Minha filha, fique calma, isso é assim

mesmo. Você vai se acostumar, e essa é a voz de mamãe, tentando me conter e me conduzindo para o chuveiro onde a água escorria, vermelha, pelo chão.

Ou talvez tenha sido outra a história, porque lembro bem que procurei o professor para agradecer a ajuda, e só há relativo pouco tempo é que posso compreender o motivo de ele ter sido esquivo na ocasião e do quanto eu era ingênua para perceber que havia sido abusada.

Então, procurando outra hipótese para meus movimentos involuntários, para minha respiração suspensa, e depois para a tremedeira que passou a me acometer toda vez que ouvia um ruído inesperado, penso que talvez tudo tenha origem na queda do avião.

Morávamos há três quadras da Praça da Felicidade, lugar onde costumava ir todos os fins de tarde, uma praça como as outras, bancos, árvores, crianças, velhos

jogando seus jogos de tabuleiro. Uma rotina circular e monótona até a noite em que o monomotor caiu, arrastando três casas, matando 25 pessoas, se aninhando entre os escombros da felicidade, um pássaro feio, retorcido, flamejante sem, no entanto, ser uma fênix.
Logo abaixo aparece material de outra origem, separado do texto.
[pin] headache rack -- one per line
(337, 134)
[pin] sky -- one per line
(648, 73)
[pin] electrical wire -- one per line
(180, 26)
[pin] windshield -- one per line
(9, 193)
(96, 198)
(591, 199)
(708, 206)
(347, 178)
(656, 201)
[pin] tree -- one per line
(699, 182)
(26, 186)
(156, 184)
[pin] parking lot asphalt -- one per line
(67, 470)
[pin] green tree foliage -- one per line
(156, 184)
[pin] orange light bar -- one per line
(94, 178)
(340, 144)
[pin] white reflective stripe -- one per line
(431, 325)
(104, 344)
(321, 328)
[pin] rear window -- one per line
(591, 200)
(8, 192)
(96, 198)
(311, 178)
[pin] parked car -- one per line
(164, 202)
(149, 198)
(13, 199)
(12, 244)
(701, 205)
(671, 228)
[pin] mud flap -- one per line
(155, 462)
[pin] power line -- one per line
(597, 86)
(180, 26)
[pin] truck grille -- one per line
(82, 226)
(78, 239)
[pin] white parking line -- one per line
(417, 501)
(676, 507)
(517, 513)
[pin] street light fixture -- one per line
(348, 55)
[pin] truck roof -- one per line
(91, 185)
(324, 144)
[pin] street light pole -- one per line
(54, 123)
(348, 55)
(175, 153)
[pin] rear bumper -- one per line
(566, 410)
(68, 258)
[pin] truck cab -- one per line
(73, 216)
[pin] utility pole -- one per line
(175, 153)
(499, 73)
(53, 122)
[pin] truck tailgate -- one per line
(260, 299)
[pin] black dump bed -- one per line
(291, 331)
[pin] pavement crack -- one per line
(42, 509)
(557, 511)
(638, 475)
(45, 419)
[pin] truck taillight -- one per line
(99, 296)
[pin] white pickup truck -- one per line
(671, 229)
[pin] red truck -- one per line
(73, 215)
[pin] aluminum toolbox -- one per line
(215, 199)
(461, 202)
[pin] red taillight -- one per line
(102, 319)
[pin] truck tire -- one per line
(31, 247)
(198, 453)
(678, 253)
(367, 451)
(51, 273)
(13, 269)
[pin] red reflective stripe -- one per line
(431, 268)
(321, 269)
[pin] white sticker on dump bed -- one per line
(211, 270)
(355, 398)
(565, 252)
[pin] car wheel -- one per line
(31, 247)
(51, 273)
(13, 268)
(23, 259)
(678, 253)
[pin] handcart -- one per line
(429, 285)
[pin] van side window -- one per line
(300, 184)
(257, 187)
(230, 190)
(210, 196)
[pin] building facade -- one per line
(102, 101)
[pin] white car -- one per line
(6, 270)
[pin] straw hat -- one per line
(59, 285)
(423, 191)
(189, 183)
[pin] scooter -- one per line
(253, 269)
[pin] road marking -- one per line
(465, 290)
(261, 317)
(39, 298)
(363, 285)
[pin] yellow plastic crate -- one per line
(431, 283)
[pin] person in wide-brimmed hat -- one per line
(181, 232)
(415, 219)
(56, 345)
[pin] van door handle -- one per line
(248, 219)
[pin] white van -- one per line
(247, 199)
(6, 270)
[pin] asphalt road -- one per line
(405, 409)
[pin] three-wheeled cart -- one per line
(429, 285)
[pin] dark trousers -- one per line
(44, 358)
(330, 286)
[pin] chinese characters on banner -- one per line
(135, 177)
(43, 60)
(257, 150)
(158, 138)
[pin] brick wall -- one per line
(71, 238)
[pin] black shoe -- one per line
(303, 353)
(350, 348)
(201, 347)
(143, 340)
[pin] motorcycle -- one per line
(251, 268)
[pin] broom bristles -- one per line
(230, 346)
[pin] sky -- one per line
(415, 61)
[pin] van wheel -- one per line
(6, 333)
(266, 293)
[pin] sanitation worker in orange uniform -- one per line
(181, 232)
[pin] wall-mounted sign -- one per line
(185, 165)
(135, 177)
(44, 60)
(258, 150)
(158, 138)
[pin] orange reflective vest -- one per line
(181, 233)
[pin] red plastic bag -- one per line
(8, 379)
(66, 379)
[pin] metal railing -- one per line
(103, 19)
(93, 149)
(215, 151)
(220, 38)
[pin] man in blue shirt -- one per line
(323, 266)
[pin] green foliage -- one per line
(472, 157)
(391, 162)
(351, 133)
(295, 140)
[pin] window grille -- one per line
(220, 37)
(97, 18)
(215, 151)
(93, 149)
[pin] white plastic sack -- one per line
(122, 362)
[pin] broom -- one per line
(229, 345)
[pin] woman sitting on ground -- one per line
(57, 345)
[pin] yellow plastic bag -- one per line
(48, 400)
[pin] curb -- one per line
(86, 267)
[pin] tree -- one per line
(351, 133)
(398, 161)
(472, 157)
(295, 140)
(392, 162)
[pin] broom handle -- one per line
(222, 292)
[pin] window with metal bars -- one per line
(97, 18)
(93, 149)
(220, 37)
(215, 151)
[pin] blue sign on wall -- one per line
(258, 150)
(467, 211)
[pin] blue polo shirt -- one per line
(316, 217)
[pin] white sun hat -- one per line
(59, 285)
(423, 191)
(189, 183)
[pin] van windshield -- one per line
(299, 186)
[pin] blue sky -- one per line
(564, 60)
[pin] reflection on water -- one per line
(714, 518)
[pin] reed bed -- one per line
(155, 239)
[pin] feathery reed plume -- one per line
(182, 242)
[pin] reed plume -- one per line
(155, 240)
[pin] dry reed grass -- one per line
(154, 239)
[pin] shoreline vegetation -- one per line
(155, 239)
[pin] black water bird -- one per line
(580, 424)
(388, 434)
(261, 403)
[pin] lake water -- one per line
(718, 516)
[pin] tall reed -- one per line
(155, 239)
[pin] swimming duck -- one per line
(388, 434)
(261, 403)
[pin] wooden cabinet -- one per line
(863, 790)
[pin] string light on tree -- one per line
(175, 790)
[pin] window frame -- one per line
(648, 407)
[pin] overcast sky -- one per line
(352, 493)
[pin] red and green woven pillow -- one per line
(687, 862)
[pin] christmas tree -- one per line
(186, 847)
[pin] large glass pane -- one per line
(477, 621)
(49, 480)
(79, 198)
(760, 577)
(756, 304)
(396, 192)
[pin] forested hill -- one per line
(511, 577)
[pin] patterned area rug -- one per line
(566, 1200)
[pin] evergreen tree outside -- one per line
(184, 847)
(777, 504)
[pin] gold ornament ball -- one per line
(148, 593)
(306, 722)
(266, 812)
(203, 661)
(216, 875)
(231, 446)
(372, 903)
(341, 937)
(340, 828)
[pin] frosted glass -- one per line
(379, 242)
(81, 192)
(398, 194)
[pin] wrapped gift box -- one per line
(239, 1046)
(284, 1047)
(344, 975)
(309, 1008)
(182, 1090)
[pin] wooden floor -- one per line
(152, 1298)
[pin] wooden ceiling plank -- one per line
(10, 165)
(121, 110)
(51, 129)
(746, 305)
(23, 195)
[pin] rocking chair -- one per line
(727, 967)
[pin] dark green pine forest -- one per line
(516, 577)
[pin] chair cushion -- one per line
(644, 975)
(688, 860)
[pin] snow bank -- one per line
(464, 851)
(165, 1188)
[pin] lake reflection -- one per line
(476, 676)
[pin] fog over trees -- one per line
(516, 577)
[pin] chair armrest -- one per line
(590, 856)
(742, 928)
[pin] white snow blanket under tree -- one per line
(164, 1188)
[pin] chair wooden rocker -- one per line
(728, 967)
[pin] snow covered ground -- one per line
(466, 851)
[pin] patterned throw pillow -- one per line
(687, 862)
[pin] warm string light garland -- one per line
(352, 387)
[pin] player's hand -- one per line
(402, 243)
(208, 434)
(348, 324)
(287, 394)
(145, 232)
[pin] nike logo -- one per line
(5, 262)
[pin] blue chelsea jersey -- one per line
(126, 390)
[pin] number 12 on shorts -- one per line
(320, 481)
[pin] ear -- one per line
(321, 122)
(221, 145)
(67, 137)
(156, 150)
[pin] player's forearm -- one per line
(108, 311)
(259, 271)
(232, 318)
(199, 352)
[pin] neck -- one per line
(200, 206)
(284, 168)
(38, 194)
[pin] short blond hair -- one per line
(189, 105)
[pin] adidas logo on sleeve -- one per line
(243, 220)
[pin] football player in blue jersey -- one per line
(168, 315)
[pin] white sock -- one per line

Acordamos todos, eu, meus pais, e o bairro inteiro, sob seu estrondo, seu pio horrível, suas explosões.

Passei a ter pesadelos recorrentes com aeronaves caindo. Num deles, a tarde transcorria quente e azul, o avião ao longe, no horizonte, e apenas eu na varanda de casa observando ele se aproximar, se aproximar mais e tanto, com suas hélices ensurdecedoras, com seu calor de centro do sol. Nessas histórias, eu sempre morria ao final e passei a dispensar o uso do ventilador no quarto porque não era raro que o sonho confundisse as hélices dos aviões sonhados com as pás do eletrodoméstico

e isso estendesse o inferno para o estado sobressaltado da vigília.

O que o Dr Herbert diria a Lynda Coldridge, no romance da senhora Lessing? Diria que transtornos dissociativos se caracterizam pela perda parcial ou completa das funções normais de integração das lembranças, da consciência, da identidade, das sensações imediatas e do controle dos movimentos corporais? Diria que qualquer tipo de movimento assim pode acontecer em episódios dissociativos, movimentos como tremores, espasmos, contrações, convulsões, paralisias etc? Diria que tudo isso pode desaparecer, como desapareceu, em algum momento? Diria para ela isso, além da palavra “escreva”?

Continuo perseguindo aquele tempo. E me pergunto se não foi a morte dos meus irmãos, muito tempo antes do abuso e da queda do avião, que desencadeou as contrações, as

pequenas paradas respiratórias, os tremores e depois a vertigem que me acometeu. Sim, a vertigem, aquele rápido e quase automático apagamento dos sentidos a cada vez que a minha mãe elevava a voz, e penso que talvez isso se ligasse de algum modo aos gritos que ela deu quando chegaram os dois corpos em casa, as duas crianças abraçadas como se abraçadas pudessem enfrentar a tromba d’água que os colheu aquele sábado. É tão feia a morte por afogamento, destrói tanto a inocência, seja da paisagem, seja de alguém que nunca viu aquilo, a morte inchando os pulmões como bexigas. Talvez a vertigem tenha começado porque me senti morrer com os meus irmãos.

Ou talvez nada disso, talvez eu seja apenas a Senhorita W, um caso clínico inventado numa revista de psiquiatria fictícia, um relato fabulatório e atravessado por desventuras para apreciação do leitor, do

primeiro leitor, eu mesma, eu que escrevo esta narrativa, eu que não sei mais se escrevo ou se sou lida, eu que lembro vagamente de haver levado um tiro quando criança num assalto ou terá sido numa briga entre meu pai e minha mãe, eu que nem sei se o que concluo agora é a minha vida ou um salto, um deslumbrante salto dentro das palavras.

Escreva, escreva. Foi isso que o Dr Herbert falou.